Multi-Resolution Fully Convolutional Neural Networks for Monaural Audio Source Separation

EM Grais, H Wierstorf, D Ward, MD Plumbley, "Multi-Resolution Fully Convolutional Neural Networks for Monaural Audio Source Separation," in Latent Variable Analysis and Signal Separation (LVA/ICA), p. 340-350 (2018). [ link ]

Bibtex

@inproceedings{Grais2018a,
    title     = {Multi-Resolution Fully Convolutional Neural Networks for
                 Monaural Audio Source Separation},
    author    = {Grais, Emad M. and Wierstorf, Hagen and Ward, Dominic and
                 Plumbley, Mark D.},
    booktitle = {Latent Variable Analysis and Signal Separation (LVA/ICA)},
    address   = {Guildford, UK},
    month     = {June},
    year      = {2018},
    doi       = {10.1007/978-3-319-93764-9_32},
    url       = {https://doi.org/10.1007/978-3-319-93764-9_32}
}

Abstract

In deep neural networks with convolutional layers, all the neurons in each layer typically have the same size receptive fields (RFs) with the same resolution. Convolutional layers with neurons that have large RF capture global information from the input features, while layers with neurons that have small RF size capture local details with high resolution from the input features.
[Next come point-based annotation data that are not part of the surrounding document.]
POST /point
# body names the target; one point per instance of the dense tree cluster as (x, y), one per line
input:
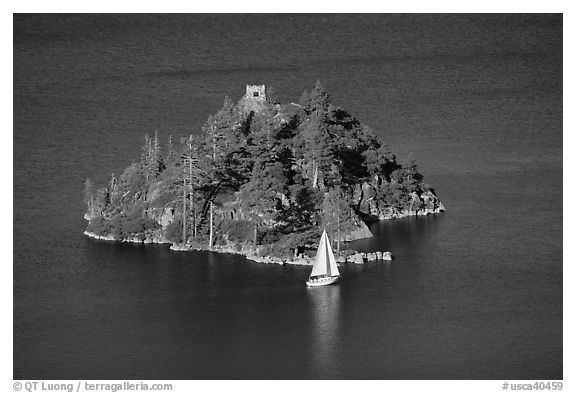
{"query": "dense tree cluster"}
(268, 177)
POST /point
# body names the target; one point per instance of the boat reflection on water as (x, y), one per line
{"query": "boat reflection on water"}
(326, 309)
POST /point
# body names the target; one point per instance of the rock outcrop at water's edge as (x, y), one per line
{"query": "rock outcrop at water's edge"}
(372, 206)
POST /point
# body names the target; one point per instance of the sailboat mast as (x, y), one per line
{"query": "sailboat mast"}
(328, 271)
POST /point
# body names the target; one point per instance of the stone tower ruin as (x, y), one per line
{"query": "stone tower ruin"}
(256, 92)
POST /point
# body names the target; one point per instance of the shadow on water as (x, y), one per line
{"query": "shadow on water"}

In this work, we introduce novel deep multi-resolution fully convolutional neural networks (MR-FCN), where each layer has a range of neurons with different RF sizes to extract multi-resolution features that capture the global and local information from its input features. The proposed MR-FCN is applied to separate the singing voice from mixtures of music sources. Experimental results show that using MR-FCN improves the performance compared to feedforward deep neural networks (DNNs) and single resolution deep fully convolutional neural networks (FCNs) on the audio source separation problem.